Background to abiotic marine carbon dioxide removal

The most studied abiotic mCDR approach is Ocean Alkalinity Enhancement (OAE). In the context of carbon removal, increasing (or enhancing) the seawater alkalinity converts CO₂ dissolved in seawater, present in the form of carbonic acid (H₂CO₃), into carbonate (CO₃²⁻) and bicarbonate (HCO₃⁻) ions. Carbonate and bicarbonate ions cannot exchange directly with atmospheric CO₂, so the effect is to create an enhanced air-to-sea CO₂ gradient and transfer CO₂ from the atmosphere to the ocean until the partial pressure (essentially the concentration) of dissolved CO₂ is the same as the partial pressure of CO₂ in the air (Figure 1, top). This re-equilibration can either happen naturally downstream of the CDR plant or location of seawater chemistry manipulation, or within the boundaries of a CDR plant through forced aeration of the seawater (La Plante et al., 2023). The result is an increase in the total amount of dissolved carbon in seawater and change in the relative proportion of the different dissolved inorganic carbon species (CO₂, bicarbonate (HCO₃⁻), and carbonate (CO₃²⁻)) (indicated in Figure 1 and quantified in Figure 2, top panels). Alkalinity can be added in various forms, but current trials and experiments typically involve silicate, oxide or hydroxide minerals (Eisaman et al., 2023). The dissolution of these minerals makes hydroxide ions (OH⁻) available, which combine with protons (H⁺) from the carbonic acid to form water (H₂O), causing dissolved CO₂ (carbonic acid) to become bicarbonate (Equation 1). The degree of alkalinity in the seawater can then drive further speciation between bicarbonate, carbonic acid and carbonate (Equation 2).
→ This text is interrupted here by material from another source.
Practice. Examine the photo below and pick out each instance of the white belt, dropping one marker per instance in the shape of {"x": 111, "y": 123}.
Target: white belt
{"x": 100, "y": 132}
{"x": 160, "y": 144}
$\begin{array}{ll}{H}_{2}C{O}_3+O{H}^{-}=HC{O}_3^{-}+H_{2}O& (1)\end{array}$

$\begin{array}{ll}{H}_{2}C{O}_3\leftrightarrow H^{+}+HC{O}_3^{-}\leftrightarrow 2H^{+}+C{O}_3^{2-}& (2)\end{array}$

Figure 1

Figure 1. Illustration of seawater carbon chemistry under Ocean Alkalinity Enhancement (OAE) (upper row of three) and Direct Ocean Carbon Capture and Storage (DOCCS) (lower row of three). Circle sizes represent an increase/decrease in pool magnitude relative to the size of that pool in normal seawater. Arrow direction demonstrated the gradient or chemistry-driven flows between pools in response to that step. The top left diagram presents the chemical equations describing the movement between each pool. Note in reality, prior to a perturbation the seawater CO₂ partial pressure may be slightly higher or lower than that of the atmosphere. This is omitted from this figure for simplicity.

Figure 2

Figure 2. Comparison of seawater carbonate chemistry changes through processing and re-equilibration of seawater after treatment by OAE (upper row) and DOCCS (lower row). The comparison is based on seawater released at pH 9.5, chosen as a realistic but significant perturbation, from both processes and assumes the process is complete at the point of water release (i.e., no undissolved mineral particles are released or subsequently form). While this figure is intended to provide a qualitative picture of the carbonate chemistry changes, the initial seawater conditions used in the underpinning calculations are representative of typical seawater conditions in the Western English Channel (Kitidis et al., 2012).

Minerals can either be dissolved into seawater passively by adding material to coastal sediments, directly to seawater, or by actively dissolving minerals within a reaction vessel before release to the ocean (Eisaman et al., 2023). Alkalinity can also be generated electrochemically within seawater by the dissociation of water into hydroxide ions and protons (H₂O to OH⁻ + H⁺) (Eisaman et al., 2023). In this situation, the protons (within the generated acid) must be disposed of in a way that they cannot return to the surface seawater or release uncaptured CO₂.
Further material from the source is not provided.